Luego de considerar el acertijo, llegamos a la conclusión de lo que necesitábamos llevarle de ofrenda para convencerla de cambiar nuestros cuerpos. Observé la lámpara de sal en mi mesa de luz y suspiré, derrotada.

Con Sushi llevando su cuerpo gatuno —con mi cuerpo humano—, nos dirigimos a la casa 744.

Mientras caminábamos, aprovechamos la primera y única vez que íbamos a entendernos y poder comunicarnos entre nosotros, para recordar momentos vividos desde mi infancia hasta este presente. Recordamos nuestro crecimiento juntos y los buenos momentos en cada vacaciones.

Una vez llegamos a la casa de la bruja, tocamos la puerta. Con un chirrido agudo, la puerta se abrió lentamente, revelando a una anciana de unos 98 años, con un aura sombría. Incomodaba con solo verla: con ojos hundidos que, aunque apagados y aparentemente ciegos, parecían ver más allá de lo visible. Arrugas profundas en su piel pálida como la de un muerto indicaban su encierro y sus actividades nocturnas. Nariz puntiaguda y afilada con verrugas, labios finos, secos y agrietados, cabello grasoso, opaco, blanco y descuidado, atado en un moño mal hecho. Irradiaba sabiduría y misterio.

Inmediatamente entendió lo que ocurría con solo vernos. Cuando iba a echarnos, Sushi se quitó la mochila, mostrándole la lámpara de sal. La bruja cerró la boca de golpe. Luego de unos momentos, nos hizo pasar al interior.

Era una casa antigua de estilo colonial. Con cada paso, las maderas crujían. La fachada estaba cubierta de hierba y musgo. Las ventanas tenían rejas de hierro forjado que parecían diseñadas para mantener alejadas a las personas curiosas.

El interior era un laberinto de habitaciones y pasillos que se entrelazaban entre sí. Las paredes, adornadas con papel tapiz violeta oscuro y bordó, estaban decoradas con cuadros antiguos que daban un aire de misterio. Las alfombras viejas parecían venir de tierras lejanas. El ambiente era iluminado por candelabros, y en los estantes había libros y baratijas. La casa parecía tener vida propia. Incluso dudaba que esos susurros fueran solo del viento.

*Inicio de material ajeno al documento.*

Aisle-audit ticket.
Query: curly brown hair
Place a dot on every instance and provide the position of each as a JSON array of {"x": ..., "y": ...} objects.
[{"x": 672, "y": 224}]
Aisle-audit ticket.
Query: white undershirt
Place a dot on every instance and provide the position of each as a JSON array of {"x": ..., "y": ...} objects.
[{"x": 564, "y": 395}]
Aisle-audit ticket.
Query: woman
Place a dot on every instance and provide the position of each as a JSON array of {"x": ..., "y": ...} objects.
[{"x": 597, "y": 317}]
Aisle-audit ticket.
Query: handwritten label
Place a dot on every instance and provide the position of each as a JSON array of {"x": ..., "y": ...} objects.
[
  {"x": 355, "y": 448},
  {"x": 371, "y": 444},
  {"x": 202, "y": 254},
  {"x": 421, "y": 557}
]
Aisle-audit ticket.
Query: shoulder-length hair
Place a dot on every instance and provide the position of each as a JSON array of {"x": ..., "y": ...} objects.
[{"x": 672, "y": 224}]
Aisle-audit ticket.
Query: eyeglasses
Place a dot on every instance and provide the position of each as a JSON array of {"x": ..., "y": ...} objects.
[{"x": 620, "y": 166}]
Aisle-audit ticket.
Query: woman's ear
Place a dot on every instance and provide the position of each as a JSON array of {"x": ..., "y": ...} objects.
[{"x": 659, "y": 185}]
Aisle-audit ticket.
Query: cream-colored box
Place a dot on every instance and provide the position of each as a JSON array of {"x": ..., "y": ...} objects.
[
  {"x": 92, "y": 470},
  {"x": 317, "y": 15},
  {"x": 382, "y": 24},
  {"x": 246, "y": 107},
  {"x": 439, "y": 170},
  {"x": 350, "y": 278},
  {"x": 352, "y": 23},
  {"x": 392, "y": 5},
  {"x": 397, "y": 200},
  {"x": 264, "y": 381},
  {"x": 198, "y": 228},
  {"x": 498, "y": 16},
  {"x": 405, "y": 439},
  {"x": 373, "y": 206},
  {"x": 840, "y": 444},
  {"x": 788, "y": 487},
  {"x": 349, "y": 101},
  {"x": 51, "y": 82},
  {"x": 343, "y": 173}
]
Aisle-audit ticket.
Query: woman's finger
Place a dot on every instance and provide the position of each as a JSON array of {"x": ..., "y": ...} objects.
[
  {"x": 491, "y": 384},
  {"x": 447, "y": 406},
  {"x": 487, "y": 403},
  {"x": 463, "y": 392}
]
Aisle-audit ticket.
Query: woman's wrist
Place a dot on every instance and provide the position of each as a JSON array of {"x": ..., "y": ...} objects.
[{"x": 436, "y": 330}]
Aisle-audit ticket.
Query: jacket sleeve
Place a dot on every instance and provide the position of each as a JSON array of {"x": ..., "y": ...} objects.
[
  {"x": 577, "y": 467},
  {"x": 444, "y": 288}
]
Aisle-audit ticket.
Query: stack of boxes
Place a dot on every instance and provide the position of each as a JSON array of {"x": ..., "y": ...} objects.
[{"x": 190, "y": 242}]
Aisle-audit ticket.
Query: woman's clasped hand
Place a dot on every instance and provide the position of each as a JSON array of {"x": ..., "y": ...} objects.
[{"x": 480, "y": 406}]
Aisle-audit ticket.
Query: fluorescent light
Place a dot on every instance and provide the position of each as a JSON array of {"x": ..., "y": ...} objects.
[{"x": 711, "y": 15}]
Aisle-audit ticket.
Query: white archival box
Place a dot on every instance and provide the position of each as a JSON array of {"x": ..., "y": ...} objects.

Nos hizo sentar en uno de los viejos sillones que se hundió bajo nuestro peso. La mujer se retiró temporalmente, dejándonos solos.

—Supongo que es un adiós, ¿no?

—No lo es. Puede que no hablemos otra vez ni nos entendamos verbalmente cuando vuelva a mi cuerpo. Pero estaré todos los veranos esperándote, Hestia.

Sonreí una última vez, sintiéndome más tranquila ante sus palabras. La anciana entró con un sahumerio extraño en un tarro, llenando la habitación de humo mientras susurraba palabras indescifrables, en una lengua antigua. Sentí mi conciencia desvanecerse lentamente, como flores de otoño ante el soplo de la brisa. Mi cuerpo se desplomó suavemente sobre el viejo sillón, sin fuerzas. La oscuridad me envolvió como un manto frío. Todo quedó en silencio.

Desperté lentamente, como una margarita cuando el sol sigue en el cielo. La suave luz entraba por la ventana. Sentí su calidez en mi rostro. Al abrir los ojos, estos se enfocaron lentamente, como cámaras. Noté unos ojos verdes, felinos e intensos, viéndome con atención, como si compartiéramos un secreto. Permanecía allí tranquilo, recostado sobre mi pecho.

¿Todo fue real? ¿Sucedió realmente?, me pregunté mientras pasaba mis dedos por el suave pelaje de Sushi.